I want to take what I do for my brothers and I want to turn that into what I do for everyone. I believe that the hardest time for a person is high school. Between the opposite sex, drugs, money, gangs, and “who’s got the better car?” it’s the most stressful time of your life. But I also believe it’s the most critical point to make a difference, to take their life and help them turn it around. And not just in the classroom, but also on the football field. To be a football coach is one of my dreams, one of my passions. I want to show kids, that life is just like football. That you should always go into it with your shoulder down and your head up, to put your strong foot forward and look for the hole, and when you go through, you pull your teammate right in with you and you both run for that end zone. I believe I have the talent to stand in front of a class room and teach kids the history of our country and then help them learn how to make their own history. I think outside to box; to take what people have taught me and go a different way than the norm, to go different paths than everyone else but still reach the same destination but with more ease and possibly quicker. That is a skill that you teach your self, but I believe that I can help teenagers understand that they have the potential to think outside the norm and become more than what everyone perceives them to be.

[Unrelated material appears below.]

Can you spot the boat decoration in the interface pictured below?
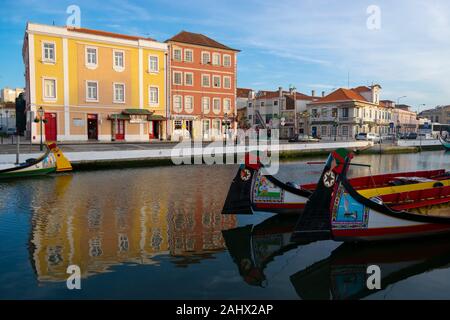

That is what I try to do for my brothers, to help them succeed where they believe they have failed. To show them that just because you don’t do things they way everyone else does, doesn’t mean your wrong, but maybe everyone else is wrong and you’re the one that’s right. I want to teach them that in life you go into the world with your shoulder down and your head up. And you look for that hole that’s going to bring you to the end zone. I know how to get through life with only your thoughts to keep you company. To get around problems by not pushing through the wall, but instead to look to the side and see the path around. My brothers show me I can do good in life and that’s what I want to do for others. As the American philosopher, Tyron Edwards, once said, “If you would thoroughly know anything, teach it to others.”